All three counties have outlying AQI values. The distribution of AQI for all three counties are roughly symmetric if the outliers are ignored.

The plots above are comparative plots or conditional plots since they graphically summarize a numerical variables at each level of a factor variable.

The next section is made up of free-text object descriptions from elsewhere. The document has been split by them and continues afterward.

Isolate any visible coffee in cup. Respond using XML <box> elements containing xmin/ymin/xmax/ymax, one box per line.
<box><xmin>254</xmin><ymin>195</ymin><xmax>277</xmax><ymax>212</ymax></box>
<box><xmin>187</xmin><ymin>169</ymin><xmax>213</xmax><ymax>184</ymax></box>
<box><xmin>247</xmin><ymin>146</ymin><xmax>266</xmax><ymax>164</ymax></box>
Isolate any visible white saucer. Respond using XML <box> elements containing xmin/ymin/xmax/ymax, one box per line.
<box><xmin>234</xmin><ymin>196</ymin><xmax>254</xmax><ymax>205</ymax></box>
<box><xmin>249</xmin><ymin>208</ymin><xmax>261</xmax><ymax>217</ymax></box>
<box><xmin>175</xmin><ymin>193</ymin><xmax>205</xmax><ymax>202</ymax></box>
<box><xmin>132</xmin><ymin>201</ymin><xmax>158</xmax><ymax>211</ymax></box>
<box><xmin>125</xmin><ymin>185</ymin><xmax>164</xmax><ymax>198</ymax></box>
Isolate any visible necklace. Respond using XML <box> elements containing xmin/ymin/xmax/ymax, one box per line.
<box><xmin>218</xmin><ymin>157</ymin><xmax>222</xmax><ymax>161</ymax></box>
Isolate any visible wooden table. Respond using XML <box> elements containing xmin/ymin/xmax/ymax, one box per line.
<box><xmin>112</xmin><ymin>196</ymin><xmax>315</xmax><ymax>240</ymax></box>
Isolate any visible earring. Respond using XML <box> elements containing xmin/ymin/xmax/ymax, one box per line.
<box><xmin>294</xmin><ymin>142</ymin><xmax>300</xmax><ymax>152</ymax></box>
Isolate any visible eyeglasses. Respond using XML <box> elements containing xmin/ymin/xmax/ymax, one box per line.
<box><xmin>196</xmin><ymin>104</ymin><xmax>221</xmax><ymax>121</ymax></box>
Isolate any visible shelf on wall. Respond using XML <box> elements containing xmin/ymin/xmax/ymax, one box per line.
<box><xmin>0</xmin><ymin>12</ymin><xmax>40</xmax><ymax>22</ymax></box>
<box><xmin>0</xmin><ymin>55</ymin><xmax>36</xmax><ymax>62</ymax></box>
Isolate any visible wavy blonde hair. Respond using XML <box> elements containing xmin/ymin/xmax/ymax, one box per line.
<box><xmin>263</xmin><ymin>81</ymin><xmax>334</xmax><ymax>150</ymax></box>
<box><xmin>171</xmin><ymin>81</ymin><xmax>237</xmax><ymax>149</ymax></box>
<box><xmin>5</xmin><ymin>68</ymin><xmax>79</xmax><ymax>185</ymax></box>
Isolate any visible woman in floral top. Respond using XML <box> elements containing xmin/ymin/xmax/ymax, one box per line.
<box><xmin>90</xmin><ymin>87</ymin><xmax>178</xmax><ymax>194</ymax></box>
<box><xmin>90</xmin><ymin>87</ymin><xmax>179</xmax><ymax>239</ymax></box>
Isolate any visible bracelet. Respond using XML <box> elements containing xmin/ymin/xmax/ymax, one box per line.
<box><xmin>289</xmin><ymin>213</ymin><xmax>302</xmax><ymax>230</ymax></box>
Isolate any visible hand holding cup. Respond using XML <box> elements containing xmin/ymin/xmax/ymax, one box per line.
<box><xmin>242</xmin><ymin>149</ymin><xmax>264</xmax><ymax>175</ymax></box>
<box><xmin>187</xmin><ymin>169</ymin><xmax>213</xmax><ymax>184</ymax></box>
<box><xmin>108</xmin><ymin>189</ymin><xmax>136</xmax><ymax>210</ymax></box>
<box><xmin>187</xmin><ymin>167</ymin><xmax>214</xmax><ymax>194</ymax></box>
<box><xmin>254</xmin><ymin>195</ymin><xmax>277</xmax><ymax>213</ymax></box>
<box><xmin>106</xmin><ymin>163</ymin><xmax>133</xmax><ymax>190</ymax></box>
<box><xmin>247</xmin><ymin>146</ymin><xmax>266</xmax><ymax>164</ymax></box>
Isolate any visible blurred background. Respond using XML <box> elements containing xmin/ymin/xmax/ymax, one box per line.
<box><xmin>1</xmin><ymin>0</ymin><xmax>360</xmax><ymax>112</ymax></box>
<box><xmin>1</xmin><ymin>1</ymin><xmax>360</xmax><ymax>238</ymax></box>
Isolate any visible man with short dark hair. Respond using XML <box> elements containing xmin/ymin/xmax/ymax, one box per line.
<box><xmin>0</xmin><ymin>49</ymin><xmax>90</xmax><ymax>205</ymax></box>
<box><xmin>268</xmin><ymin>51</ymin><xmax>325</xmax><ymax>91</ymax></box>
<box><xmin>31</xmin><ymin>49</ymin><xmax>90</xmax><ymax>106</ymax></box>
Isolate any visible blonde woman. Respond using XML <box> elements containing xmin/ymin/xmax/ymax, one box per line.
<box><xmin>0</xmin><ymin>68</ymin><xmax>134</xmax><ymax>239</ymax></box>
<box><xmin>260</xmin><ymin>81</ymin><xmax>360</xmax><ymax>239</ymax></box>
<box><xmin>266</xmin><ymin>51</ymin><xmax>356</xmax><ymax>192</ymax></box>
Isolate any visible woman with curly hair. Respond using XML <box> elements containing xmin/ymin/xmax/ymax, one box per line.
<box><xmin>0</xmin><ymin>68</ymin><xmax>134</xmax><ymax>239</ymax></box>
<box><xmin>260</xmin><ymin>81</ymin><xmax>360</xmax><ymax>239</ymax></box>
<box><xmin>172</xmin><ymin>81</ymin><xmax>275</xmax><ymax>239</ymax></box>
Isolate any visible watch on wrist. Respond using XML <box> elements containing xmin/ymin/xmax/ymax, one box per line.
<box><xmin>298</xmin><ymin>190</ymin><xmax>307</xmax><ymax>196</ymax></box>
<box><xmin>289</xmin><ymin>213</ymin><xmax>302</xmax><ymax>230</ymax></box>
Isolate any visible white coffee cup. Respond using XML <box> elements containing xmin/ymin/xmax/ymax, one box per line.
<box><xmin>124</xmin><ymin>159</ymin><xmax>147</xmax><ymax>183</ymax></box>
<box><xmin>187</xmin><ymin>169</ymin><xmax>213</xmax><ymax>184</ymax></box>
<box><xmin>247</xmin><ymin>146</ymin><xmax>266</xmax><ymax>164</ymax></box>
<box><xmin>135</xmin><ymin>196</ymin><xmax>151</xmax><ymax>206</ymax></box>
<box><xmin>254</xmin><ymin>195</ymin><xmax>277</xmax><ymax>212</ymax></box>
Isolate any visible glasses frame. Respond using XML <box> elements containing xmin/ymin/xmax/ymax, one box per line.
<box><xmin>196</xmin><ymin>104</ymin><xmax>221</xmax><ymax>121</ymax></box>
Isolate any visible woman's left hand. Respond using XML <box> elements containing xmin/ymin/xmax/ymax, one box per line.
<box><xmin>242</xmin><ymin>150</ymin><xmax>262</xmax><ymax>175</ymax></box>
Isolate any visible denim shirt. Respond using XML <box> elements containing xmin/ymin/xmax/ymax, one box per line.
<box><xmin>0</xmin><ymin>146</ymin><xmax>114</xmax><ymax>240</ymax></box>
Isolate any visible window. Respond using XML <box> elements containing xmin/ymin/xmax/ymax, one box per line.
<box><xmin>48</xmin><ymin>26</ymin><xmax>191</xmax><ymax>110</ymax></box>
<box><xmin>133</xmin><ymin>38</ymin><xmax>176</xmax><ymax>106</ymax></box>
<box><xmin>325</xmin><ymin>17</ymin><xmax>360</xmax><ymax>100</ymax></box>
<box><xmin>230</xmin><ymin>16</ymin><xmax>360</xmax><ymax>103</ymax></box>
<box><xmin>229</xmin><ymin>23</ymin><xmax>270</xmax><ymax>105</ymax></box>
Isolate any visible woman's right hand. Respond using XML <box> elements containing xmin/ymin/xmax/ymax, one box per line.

The factor variable in such summaries is typically called a grouping factor variable.

Conditional plots may also be created by having the graphical summary appear in a single panel for each level of the factor variable, which can be achieved by using the | gfactor element within the formula expression, where gfactor represents the grouping factor variable.

R functions

### bwplot( ~ y | gfactor , data , xlab, ylab, main, xlim, ylim, box.ratio, 
             varwidth, horizonal, panel  )
# y: the variable of interest.
# gfactor: The grouping variable. 
#
### stripplot( ~ y| gfactor , data , xlab, ylab, main, xlim, ylim, 
#                                    jitter, horizontal)
#

Note

Here, the relationship of AQI and county is explored by graphically summarizing AQI the at the factor levels of county.

Code

# For this type of conditional vertical violin plot, use the following formula
# expression: y ~ 1 | gfactor  
bwplot( AQI~ 1 | county , 
        data= pmdf ,  
        xlab= "County", 
        ylab= "AQI" ,
        main= "AQI vs county" , 
        panel= panel.violin, 
        horizontal= FALSE )

# formula expression: ~ x | gfactor
bwplot(~ AQI | county , 
       data= pmdf ,  
       xlab= "County", 
       ylab= "AQI" ,
       main= "AQI vs county" , 
       fill= c( "gray", "brown", "cyan" ) , 
       varwidth= TRUE )

Most functions to graphically or numerically summarize data conditional on the levels of another factor/grouping variable (gfactor) use the general layout of task( y ~ x | gfactor, data ) or task( ~ y | gfactor, data ).